A shortage of fuel supply to the generating engines accounted for 64 (16%) of reported blackouts, with a high proportion of these attributed to blocked fuel filters. Engineers need to be more thorough when cleaning filters and be aware that if a vessel changes over from higher sulphur fuel (HFO), when marine gas oil is introduced into the system it may act like a solvent, releasing any asphaltenes which then collect in the fuel filters/strainers and clog them.
As the Club says, an extending network of ECAs around the world may well see the problems multiplying for those aboard ship. For example, it was reported that 60% of ships took up to 12 hours to change the main engine over from one type of fuel to another.
Of course the old favourite ‘human error’ has its part to play, featuring in 11% of main engine manoeuvring failures. Frequently it is as simple as “I pressed the wrong button” but it’s hard to get that information out of any ship’s officer!
The UK Club’s innovative risk management scheme utilises a Bowtie approach to identify the various threats to the smooth, i.e. claim-free, running of their Members’ ships. By application of this concept to ships, the Club has identified seven primary risk hazards; 76 common threats, which if not contained could cause an incident; and 450 controls which need to be in place and effective if the threats are to be contained.
The Club has applied its Bowtie methodology, which identifies ‘threats’ to safe operation, to this loss of power issue. The Risk Focus booklet details the consequences and controls and sets out areas of risk and minimising the occurrence of incidents. A full Bowtie chart with all the threats can be provided on request.

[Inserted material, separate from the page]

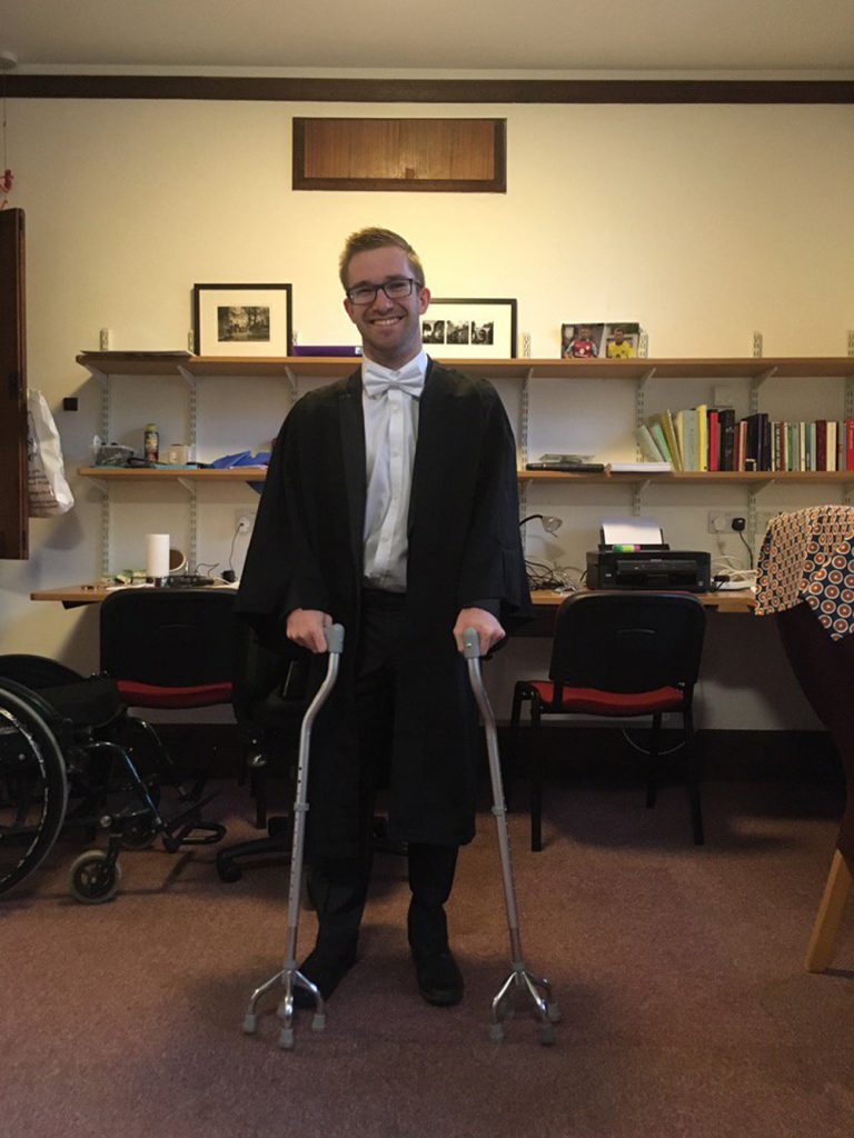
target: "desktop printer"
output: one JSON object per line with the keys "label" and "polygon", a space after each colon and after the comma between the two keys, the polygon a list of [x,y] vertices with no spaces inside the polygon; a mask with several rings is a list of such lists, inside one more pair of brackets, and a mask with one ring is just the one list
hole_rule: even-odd
{"label": "desktop printer", "polygon": [[[605,523],[599,549],[588,553],[588,588],[649,588],[707,593],[712,587],[712,556],[708,553],[672,550],[662,541],[660,530],[635,533],[634,525],[621,531]],[[621,541],[625,537],[658,541]]]}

The UK Club works with its Member shipowners and technical managers to identify, conducting reviews onboard to identify those areas which may cause claims. The managers of the UK Club, Thomas Miller, have access to an incomparable amount of claims data drawn from extensive analysis of previous incidents over more than 20 years. This has enabled the Club to identify ‘threats’, ‘consequences’ and ‘controls’, the foundations of developing Bowtie reports on individual vessels.